The Linux Core Consortium would like to have Debian's involvement. This organization has revived what I originally proposed to do as the LSB - to make a binary base for Linux distributions that could be among several distributions who would share in the effort of maintaining certain packages. Ian Murdock, the creator of Debian, is one of the leaders of the effort.

I think there are several important reasons for us to be involved. The first is that we should be influencing this group to do things the Debian way, where that is important. The second is that the group plans to lower the overhead of hardware and application vendor certification for all of its participants, and we could really use that sort of support. The third is that the group would make certification by LSB and other standards bodies easier for all of the participants.

What changes would be necessary for Debian? The group can really be viewed as a sort of upstream maintainer for a number of packages, so it fits pretty well in the context that we're used to in working with the sources of our software. LCC will be working with the people who currently are the upstream maintainers for those packages, so we would probably see LCC changes to lots of packages whether we want them or not. Better to have influence on them while they are happening.

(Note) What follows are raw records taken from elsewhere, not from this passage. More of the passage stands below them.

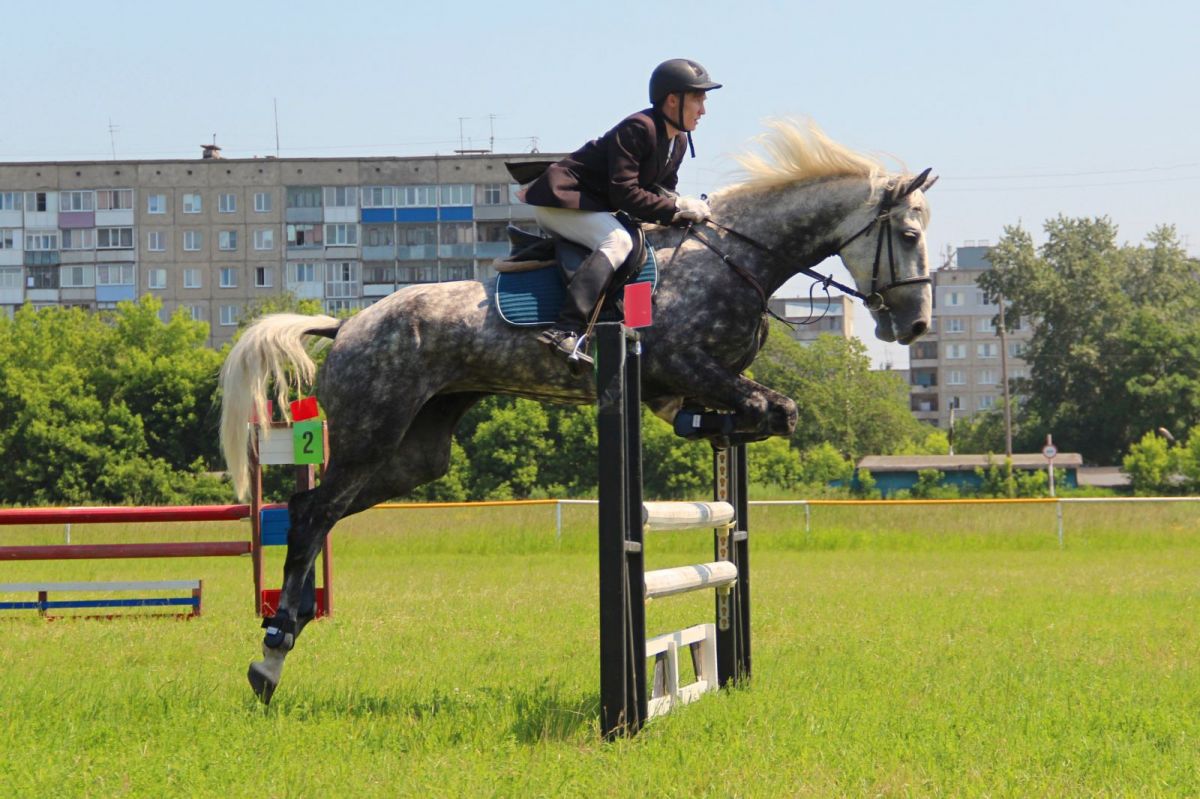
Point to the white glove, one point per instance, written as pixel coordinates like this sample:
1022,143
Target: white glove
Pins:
691,209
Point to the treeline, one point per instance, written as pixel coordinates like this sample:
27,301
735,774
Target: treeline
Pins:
121,408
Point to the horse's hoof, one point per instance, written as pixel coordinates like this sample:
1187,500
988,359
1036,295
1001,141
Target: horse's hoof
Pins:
261,683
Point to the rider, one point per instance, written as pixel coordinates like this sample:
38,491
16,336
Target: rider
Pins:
631,168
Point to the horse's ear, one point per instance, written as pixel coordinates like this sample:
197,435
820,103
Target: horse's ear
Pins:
917,182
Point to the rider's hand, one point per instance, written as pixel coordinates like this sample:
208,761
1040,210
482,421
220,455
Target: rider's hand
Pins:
691,209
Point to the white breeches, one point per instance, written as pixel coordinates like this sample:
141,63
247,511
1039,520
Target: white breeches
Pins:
593,229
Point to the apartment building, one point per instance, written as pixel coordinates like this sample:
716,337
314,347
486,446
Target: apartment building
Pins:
213,235
958,364
833,314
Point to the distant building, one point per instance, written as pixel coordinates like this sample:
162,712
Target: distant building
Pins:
822,316
214,234
893,473
958,364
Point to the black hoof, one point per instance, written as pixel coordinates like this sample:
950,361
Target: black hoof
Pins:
261,684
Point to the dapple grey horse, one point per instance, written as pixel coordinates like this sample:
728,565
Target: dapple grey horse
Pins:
400,374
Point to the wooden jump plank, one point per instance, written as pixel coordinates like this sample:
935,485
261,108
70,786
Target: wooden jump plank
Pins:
681,580
685,516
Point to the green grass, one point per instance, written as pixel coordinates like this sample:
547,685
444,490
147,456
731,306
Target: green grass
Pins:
897,652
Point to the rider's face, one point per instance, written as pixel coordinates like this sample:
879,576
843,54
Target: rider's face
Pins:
693,108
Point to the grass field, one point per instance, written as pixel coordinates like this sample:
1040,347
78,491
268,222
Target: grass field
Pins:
897,652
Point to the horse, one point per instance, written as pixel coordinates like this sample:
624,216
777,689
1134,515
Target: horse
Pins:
400,374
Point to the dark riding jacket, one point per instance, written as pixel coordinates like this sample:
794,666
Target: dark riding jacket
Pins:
625,169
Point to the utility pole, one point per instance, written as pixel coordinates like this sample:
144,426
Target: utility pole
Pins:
1003,379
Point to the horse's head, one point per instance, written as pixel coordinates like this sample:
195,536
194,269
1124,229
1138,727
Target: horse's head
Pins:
886,254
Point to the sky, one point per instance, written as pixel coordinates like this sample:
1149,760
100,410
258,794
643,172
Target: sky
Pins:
1025,109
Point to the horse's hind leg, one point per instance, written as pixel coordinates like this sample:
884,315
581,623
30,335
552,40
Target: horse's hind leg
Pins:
423,456
312,516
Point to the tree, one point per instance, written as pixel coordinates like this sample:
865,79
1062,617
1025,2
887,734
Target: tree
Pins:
1115,334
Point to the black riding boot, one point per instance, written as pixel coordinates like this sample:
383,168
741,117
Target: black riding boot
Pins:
582,294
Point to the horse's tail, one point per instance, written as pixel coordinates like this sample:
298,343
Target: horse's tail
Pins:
268,349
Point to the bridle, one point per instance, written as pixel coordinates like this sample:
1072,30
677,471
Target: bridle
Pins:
875,299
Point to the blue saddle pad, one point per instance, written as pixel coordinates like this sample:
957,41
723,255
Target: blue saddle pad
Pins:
533,299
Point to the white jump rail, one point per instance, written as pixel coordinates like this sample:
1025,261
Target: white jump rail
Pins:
670,692
681,580
685,516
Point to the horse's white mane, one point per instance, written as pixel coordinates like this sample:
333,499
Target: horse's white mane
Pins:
799,150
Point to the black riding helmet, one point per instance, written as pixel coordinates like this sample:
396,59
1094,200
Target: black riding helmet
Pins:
679,76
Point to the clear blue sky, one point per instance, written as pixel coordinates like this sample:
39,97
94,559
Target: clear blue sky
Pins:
1026,109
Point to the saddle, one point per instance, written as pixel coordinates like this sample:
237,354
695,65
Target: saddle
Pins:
531,283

The main technical effect that I see would be that the names of some dynamic libraries would change. And compatibility with the old names could be maintained indefinitely if necessary.

I would not suggest that Debian commit to using LCC packages at this time. We should participate for a while and see how many changes we'd have to make and whether the project works for us. But I think we should be at the table and in a position to influence the project. The other members are willing to have us on those terms.